Naive antigen-specific CD8 T cells express PD-1 within 4 h after peptide immunization. (A) GP33-41 peptide (200 μg/mouse i.v.) was injected into P14 chimeric mice, and PD-1, CD25, and CD69 expression on P14 cells was examined at 2, 4, 8, and 24 h post peptide injection. (B) Six hours after peptide injection, P14 chimeric mice were treated with FK506, and PD-1 expression was examined in P14 cells at 24 h post peptide injection.
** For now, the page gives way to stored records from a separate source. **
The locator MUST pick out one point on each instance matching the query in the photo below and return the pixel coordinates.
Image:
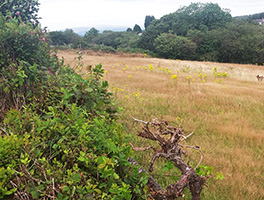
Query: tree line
(200, 31)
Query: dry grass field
(222, 103)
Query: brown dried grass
(227, 117)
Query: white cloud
(60, 14)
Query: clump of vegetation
(59, 138)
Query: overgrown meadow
(222, 103)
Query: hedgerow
(59, 136)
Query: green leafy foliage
(26, 9)
(58, 137)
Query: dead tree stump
(171, 150)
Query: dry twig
(171, 150)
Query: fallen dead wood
(171, 150)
Data are representative of three independent experiments with three mice per group.

Fig. 5.

PD-1 pathway blockade during early phase of viral infection enhances effector function of antigen-specific CD8 T cells and reduces viral load. LCMV-infected mice were treated with anti–PD-L1 antibody (10F.9G2) or control Ig at days 0 and 3 post infection. (A) Experimental setup. (B) Granzyme B expression by DbGP33⁺ CD8 T cells at day 5 post infection. (C) Phosphorylation of S6 on P14 cells was examined at day 5 post infection. Representative flow plots and summary graphs on DbGP33⁺ CD8 T cells and P14 cells are shown. (D) PD-1 expression on DbGP33⁺ CD8 T cells at day 5. (E) Viral titers in spleen and liver were examined at days 5 and 6 post infection. Data are representative of two to three independent experiments with three to five mice per group. Error bars represent the SEM.

Fig. 6.

PD-1 blockade during acute viral infection enhances the frequency of the memory precursor subset of effector CD8 T cells. (A) Mice were treated with anti–PD-1(29F10) antibody or control Ig at days 0, 3, 6, and 9 post LCMV Arm. (B) The number of GP33+ CD8 T cells in PBMCs was analyzed at days 8, 15, and 30 post infection. (C) Gated on GP33+ CD8 T cells, the MP subset (CD127^hi KLRG1^low) and the TE subset (CD127^low KLRG1^hi) were analyzed at days 8, 15, and 30 post infection. (Right) Summary graph. (Bottom) CD62L expression in DbGP33⁺ CD8 T cells was examined at days 8, 15, and 30 post infection. (Right) Summary graph. (D) Mice were treated with anti–PD-1(29F10) antibody or control Ig at days 0, 3, 6, and 9 post Ad5-GP immunization. (E) The number of GP33+ CD8 T cells in PBMCs was analyzed at day 8, 15, and 22 post immunization. (F) Gated on GP33+ CD8 T cells, MP and TE subsets were analyzed at days 8, 15, and 22 post immunization. Summary graph is shown at Right. Data are representative of three independent experiments with five mice per group. Error bars represent the SEM.